I am so freaked out! My husband said this morning he wants to give his 2 nieces whom he hasnt seen for many years £6000 ($10000) each in cash! I said I will be on my own and may need that money - cant I give it to them in my will . He says NO and went on about how he took care of me in our marriage and took me overseas for years but that was his job. I have no family but you know how much everything costs these days. I am hurt and mad about this. They will only spend the money on vacations and hairdressers! What can I do?
Is your husband able to get to a bank on his own and do this without your help?
Do you have POA? Is your name on the accounts too?
You said you've been caring for your husband for many years. Does he realize that that money may be needed for his care if he wants to remain at home for the rest of his life?
I think it's also possible that he realizes he's dying and wants to reach out to long lost relatives; perhaps he feels some guilt in not maintaining relationships with them over the years.
However, I agree that he needs to provide for you first. And he definitely is not thinking clearly or reasonably.

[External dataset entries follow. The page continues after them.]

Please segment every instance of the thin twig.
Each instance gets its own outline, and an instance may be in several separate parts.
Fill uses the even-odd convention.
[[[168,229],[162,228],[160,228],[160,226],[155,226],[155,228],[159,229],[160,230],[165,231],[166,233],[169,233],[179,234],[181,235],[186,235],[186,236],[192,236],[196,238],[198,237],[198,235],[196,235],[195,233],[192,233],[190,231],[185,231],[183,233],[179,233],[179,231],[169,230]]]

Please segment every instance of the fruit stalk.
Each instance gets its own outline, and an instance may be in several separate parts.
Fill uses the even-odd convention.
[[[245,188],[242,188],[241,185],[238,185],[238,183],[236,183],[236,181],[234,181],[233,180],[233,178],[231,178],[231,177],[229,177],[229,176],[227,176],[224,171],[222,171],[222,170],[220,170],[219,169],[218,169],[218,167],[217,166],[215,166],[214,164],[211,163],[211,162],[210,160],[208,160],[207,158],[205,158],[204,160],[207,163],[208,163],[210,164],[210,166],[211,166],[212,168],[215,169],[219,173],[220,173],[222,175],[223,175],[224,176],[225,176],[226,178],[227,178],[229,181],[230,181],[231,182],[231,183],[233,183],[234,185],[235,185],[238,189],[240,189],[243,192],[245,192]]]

I don't know if you could muster the courage to do this, but a good way to put this in perspective is to tell him that if he wants to give money to the nieces, you'll contact them, tell them his schedule and ask when they can be expected to come and take care of him, because you can't since you need to be looking for a job to support yourself after he's gone.

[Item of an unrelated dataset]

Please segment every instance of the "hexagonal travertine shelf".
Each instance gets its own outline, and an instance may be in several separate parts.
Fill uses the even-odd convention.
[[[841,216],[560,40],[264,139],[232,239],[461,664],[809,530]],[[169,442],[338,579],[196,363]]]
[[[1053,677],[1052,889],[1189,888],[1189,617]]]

Despite the emotional pain you feel for his suffering, sometimes you do have to get tough to prevent someone from doing something irresponsible.
If he does have chemo brain, and although it will be unpleasant and you'll feel guilty, you might be able to have one of his doctors certify that the rads have affected his thinking so that you can use that statement to get control of his assets before they're frittered away.

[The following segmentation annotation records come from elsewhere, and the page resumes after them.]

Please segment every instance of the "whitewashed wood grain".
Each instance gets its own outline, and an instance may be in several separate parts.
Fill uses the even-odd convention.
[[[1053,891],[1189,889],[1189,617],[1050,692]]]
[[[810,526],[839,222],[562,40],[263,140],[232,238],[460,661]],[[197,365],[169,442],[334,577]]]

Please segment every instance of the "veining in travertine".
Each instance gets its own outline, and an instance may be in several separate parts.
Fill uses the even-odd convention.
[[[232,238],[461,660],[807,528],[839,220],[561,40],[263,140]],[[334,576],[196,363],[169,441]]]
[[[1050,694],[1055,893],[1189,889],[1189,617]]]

I don't know what the procedure would be to do that in the UK.
OhJude, CountryMouse....any others here from the UK who can provide information on the issue of taking control of her husband's assets?
BTW, her post on the cancer issue is here:
https://www.agingcare.com/questions/get-strong-to-cope-with-husbands-terminal-lung-cancer-195450.htm
It helps to know the anguish she's undergoing now.
Here in the State there is a huge class action lawsuit regarding asbestos that caused a medical condition known as mesothelioma. Check with a solicitors or barrister to see if the UK or the country you live in has this class action lawsuit.
Go to asbestos.com for more information. Do this immediately while your husband is still able to understand what he is reading regarding legal documents, or hopefully you have some type of Power of Attorney for him.
Yes its time to get tough though I did storm out of the place today - then had to return after an hour to see if he was OK!
(I cant update my profile as this site wont accept my UK postcode).
As I recall and I didn't research this aspect, settlement funds were set up for future asbestos claims, limiting the amount of damages available to sufferers of asbestos related diseases.
I do NOT know, though, whether this settlement affected JM's American only or nonAmerican operations. Since Rosmarin is in the UK, I don't know whether or not the Ch. 11 outcomes affected it's worldwide operations including the UK.
From what you wrote, Rosemarin, it may be that your husband has already gotten as much as he can get in compensation for his asbestos related injuries, and that's unfortunate - Johns Mansville is still in operation and from what I've read is expanding operations.
In addition to the site FF suggested, there's also some historical information at Mesothelioma..
One possibility that occurs to me is that he might be thinking generally about inheritance tax - will the estate take you over the threshold?
Anyway. If he's serious, it's simple: you call a solicitor and ask him to visit the home so that your husband can make a will. To be blunt, he has a right to do that and you, as his primary caregiver, have a duty to facilitate it. If you are concerned about your own financial position after his passing, there is no reason why you should not be present to raise your concerns during the discussion; and an experienced, responsible family lawyer will normally be supportive of a spouse's reasonable expectations. Look for a firm with WIQS accreditation from the Law Society - you're not obliged to use the same person who's been dealing with the personal injury claim.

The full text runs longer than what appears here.